第29話 第二章 『さあキスをしよう! 話はそれからだ』(20)

「だ・か・ら! 私がこうしてついてきたんでしょう!」「『大王の血脈』を護るって言っても、まず、日々生きていけなければ意味無いのよ?」

 ぐぬぬ・・・めちゃめちゃ当たり前のことを言われて、ぐぅの音も出なかった。

 現に、さっきも空腹で行き倒れそうになってたしな・・・。

 くそ、浅はかと謗られても仕方がない。

 セクメトナーメンは、ようやく表情を緩めて寄ってきて、妾の手を取り自らの頬にあてがう。

「心配しないで、クレオパトラ。わたしが来たからには日常生活も魔術も、ぜーんぶサポートしてあげるから」

 とか言いながら、妾の手に自らの頬をすりすりしてくる。

「あ、ああ」

「わたしのクレオ・・・よかった、こちらの時代に来てから少し探したんだから・・・」

 セクメトナーメンは、安堵の表情を浮かべ(ここまではよいのだが)、すりすりを止めようとしない。

 そうこうしているうちに、すりすりしながら恍惚の表情を浮かべている。


 ・・・そうなのだ。

 セクメトナーメンは幼いころから一緒だったせいか、妾に対し過剰な母性愛を示す傾向がある。

 もちろん妾は慣れているし、ついてきてくれたのは・・・正直、ありがたいと思う。

 なにしろ戻ることの出来ない未知の世界に、わが身を顧みず、一緒に飛び込んできたのだから。

 だが、

 ちょっとタイミングが悪い。

 いまは背後にハチがいて、こちらを覗き込んでいるのだ。

 なんとなく肩越しに分かる彼の表情は・・・突然の登場人物のちょっとおかしな行動に驚くのを通り越して・・・引き気味だ。

 むぅ。

 ようやく食事を機に、彼とも打ち解けムードが芽生えつつあるのに、これではなんかややこしくなってしまう。

「わ、わかった。セクメト・・・その・・・ありがとう・・・だから、この手はもういいか?」

 と言うや否や、手を強引にひっこめた。

 セクメトは「あっ」とか言いながら残念そうにこちらを見るが、容赦なくひっこめた。

 ・・・いつものパターンで、甘やかすと永遠に続くからな。

 こういう母性愛が出まくるときだけは、どっちが年上だか分からなくなるよ・・・。

 ◇◇

「あのな、ハチ・・・彼女がさきほど話に出てきた、侍従長のセクメトナーメンだ」

 くるりと俺のほうを向いて、クレオパトラが慌てて説明する。

「セクメト、彼はヘイハチロー・サイゴー・・・『大王の血脈』だ」

 セクメトナーメンと呼ばれた新手の美女は、まじまじと俺を見ている。

 ううむ、本当にセクメトナーメンと呼ばれる女性まで登場するとは・・・偽物にしては手が込みすぎている。

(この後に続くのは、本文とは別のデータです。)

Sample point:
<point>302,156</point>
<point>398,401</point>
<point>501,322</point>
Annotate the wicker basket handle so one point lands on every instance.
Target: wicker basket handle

 しかし、それよりも思わずちょっと引いちゃったよ・・・まぁ、無理もないだろ?

 だって、クレオパトラに負けていないかもっていう美女が・・・クレオパトラの手をすりすりして、恍惚の表情を浮かべるんだぜ?

 ・・・・

 なんと残念な美人さんなんだ・・・。

 結果、実に不可解な『一見すると古代エジプト美女』が、さらにひとり増えちまったってワケだ。